The two engineers and one trainee at the controls in the locomotive cab had more than 80 years of combined experience, Rob Johnston, the TSB manager for Central region and headquarters, told reporters.
“It is much more likely that the signals were seen but misperceived.”
Mr. Johnston said the crew might have been “strongly influenced by the expectation that they would continue on track 2, as they did, 99 per cent of the time.”
The presence of the work crew ahead might also have distracted the locomotive engineers, he said.
“We will never know for certain” because of the lack of voice or video recorders, Mr. Johnston said.
The TSB has raised concerns for nearly a decade about the lack of voice recorders on Canadian trains. There are data recorders on the train but, unlike the case for airplanes, no voice recorder.
“If we don’t fix it, this will happen again,” Mr. Johnston said.
The track switches were lined to route the train from track 2 to track 3, at an authorized speed of 15 mph. The train however entered the crossover at about 67 mph, over four times the authorized speed limit.
The train and all five coach cars derailed. The locomotive engine at the front rolled on its side and slammed into a building next to the track.
In addition to 45 people who were injured, the derailment killed Patrick Robinson, 40, of Cornwall, and Ken Simmonds, 56, and Peter Snarr, 52, both of Toronto.
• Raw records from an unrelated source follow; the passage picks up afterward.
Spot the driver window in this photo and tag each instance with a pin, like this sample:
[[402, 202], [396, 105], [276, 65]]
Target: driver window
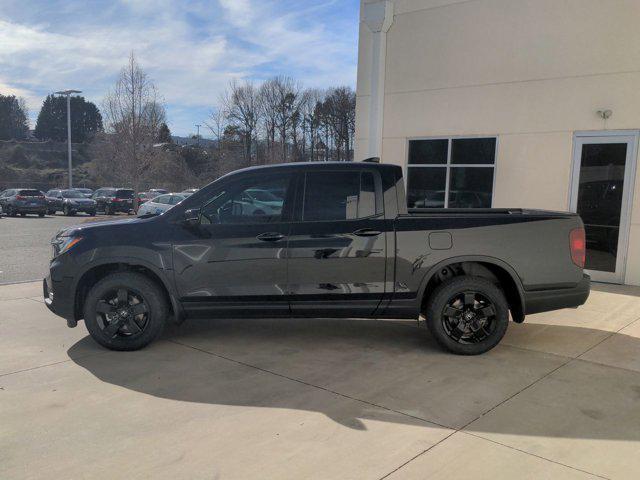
[[256, 200]]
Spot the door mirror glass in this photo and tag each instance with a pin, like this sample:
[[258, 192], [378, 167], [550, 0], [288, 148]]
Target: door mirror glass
[[191, 217]]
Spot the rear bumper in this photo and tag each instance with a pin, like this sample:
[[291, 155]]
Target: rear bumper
[[30, 209], [546, 300]]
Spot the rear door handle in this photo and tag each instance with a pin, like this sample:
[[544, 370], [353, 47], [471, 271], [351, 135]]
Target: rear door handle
[[367, 232], [270, 236]]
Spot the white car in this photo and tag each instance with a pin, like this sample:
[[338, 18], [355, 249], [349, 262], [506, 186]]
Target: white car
[[161, 203]]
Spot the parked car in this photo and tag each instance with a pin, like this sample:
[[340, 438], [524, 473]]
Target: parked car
[[144, 197], [87, 192], [69, 202], [21, 201], [112, 200], [160, 204], [342, 243]]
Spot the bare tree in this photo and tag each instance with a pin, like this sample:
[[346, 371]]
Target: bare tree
[[216, 124], [133, 114], [242, 109]]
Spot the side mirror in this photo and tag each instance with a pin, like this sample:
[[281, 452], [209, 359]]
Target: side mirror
[[191, 217]]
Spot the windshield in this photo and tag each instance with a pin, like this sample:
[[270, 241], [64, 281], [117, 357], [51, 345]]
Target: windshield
[[124, 194], [30, 193], [72, 194]]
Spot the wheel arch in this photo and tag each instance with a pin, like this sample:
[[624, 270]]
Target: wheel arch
[[491, 268], [93, 273]]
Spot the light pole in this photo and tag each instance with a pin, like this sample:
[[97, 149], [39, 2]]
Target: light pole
[[198, 134], [68, 93]]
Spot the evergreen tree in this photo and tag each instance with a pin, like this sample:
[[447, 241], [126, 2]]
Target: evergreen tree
[[52, 119], [13, 118], [164, 134]]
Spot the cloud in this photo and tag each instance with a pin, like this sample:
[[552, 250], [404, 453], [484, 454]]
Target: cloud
[[190, 49]]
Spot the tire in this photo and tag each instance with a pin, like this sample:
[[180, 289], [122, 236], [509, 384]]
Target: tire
[[138, 287], [483, 312]]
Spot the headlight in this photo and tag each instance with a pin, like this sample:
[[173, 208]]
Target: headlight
[[62, 244]]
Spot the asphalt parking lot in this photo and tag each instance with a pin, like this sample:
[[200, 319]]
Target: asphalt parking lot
[[25, 250], [245, 399]]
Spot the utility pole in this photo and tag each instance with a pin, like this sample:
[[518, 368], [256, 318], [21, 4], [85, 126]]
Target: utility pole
[[68, 93], [198, 134]]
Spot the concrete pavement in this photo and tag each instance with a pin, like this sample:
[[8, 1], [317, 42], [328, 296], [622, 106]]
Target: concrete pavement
[[559, 398]]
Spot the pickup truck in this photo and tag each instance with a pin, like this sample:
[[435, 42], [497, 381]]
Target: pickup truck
[[317, 240]]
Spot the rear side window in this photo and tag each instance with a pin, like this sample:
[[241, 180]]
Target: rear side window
[[124, 194], [30, 193], [339, 196]]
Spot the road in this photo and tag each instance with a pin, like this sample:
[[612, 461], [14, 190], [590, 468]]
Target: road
[[24, 245]]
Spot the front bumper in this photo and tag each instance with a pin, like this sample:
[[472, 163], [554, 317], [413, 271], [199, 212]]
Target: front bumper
[[59, 296], [554, 299]]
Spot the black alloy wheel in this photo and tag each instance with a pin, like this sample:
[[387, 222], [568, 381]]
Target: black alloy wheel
[[123, 313], [469, 317]]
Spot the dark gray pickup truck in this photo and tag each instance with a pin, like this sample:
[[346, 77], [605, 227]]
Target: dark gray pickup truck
[[317, 240]]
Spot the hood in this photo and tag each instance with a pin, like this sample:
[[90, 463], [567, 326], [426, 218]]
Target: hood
[[95, 226]]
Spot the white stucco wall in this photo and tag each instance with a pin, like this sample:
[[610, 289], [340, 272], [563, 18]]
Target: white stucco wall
[[532, 72]]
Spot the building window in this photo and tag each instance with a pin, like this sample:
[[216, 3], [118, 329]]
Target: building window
[[451, 173]]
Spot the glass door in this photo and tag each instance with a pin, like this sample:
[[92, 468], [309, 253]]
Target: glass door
[[601, 192]]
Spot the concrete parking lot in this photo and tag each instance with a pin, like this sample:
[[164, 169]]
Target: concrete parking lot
[[559, 398]]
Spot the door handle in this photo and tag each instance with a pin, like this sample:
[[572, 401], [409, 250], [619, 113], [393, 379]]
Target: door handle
[[367, 232], [270, 236]]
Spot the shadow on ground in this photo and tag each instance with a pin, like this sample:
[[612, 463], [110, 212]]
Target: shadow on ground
[[393, 371]]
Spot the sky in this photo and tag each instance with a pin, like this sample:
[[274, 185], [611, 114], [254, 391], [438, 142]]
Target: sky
[[190, 49]]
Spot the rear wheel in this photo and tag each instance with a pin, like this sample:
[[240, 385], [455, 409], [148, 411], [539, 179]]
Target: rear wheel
[[125, 311], [467, 315]]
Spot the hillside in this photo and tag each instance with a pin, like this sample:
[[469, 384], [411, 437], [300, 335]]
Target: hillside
[[41, 165]]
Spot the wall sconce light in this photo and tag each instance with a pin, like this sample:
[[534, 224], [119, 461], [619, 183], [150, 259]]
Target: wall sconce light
[[605, 114]]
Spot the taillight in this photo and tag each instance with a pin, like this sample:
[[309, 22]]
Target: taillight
[[578, 245]]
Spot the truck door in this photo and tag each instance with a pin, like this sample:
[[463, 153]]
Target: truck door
[[234, 262], [337, 246]]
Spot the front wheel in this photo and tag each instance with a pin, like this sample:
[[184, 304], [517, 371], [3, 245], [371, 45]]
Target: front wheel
[[125, 311], [467, 315]]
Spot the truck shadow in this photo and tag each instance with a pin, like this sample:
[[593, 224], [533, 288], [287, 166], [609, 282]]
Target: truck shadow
[[357, 370]]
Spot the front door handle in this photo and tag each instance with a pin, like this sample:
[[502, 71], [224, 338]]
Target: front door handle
[[367, 232], [270, 236]]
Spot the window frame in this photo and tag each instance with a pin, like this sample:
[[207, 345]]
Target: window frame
[[449, 165], [235, 186], [377, 180]]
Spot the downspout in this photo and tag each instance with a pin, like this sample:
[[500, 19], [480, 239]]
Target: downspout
[[378, 17]]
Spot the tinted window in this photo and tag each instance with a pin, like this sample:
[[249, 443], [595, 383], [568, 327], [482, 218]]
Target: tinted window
[[337, 196], [124, 194], [426, 188], [72, 194], [235, 204], [473, 151], [428, 152]]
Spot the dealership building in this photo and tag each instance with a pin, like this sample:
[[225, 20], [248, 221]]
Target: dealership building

Mr. Simmonds and Mr. Snarr had over 30 years of experience. Mr. Robinson was a trainee but had previously conducted freight trains for Ottawa Central Railway, a subsidiary of Canadian National Railway.
Toxicology tests showed that one crew member, the locomotive engineer in charge, had alcohol in his urine. The TSB concluded that the alcohol had been consumed more than 12 hours before the accident and was not a factor.
Already, the TSB has issued two rail safety advisories. One asked Transport Canada to review operating procedures when higher-speed passenger trains were routed through slower speed crossovers.
The other advisory raised concerns about the sturdiness of the locomotive cab. In the Burlington derailment, the front nose of the locomotive cab collapsed and was seriously damaged, instantly killing the three men.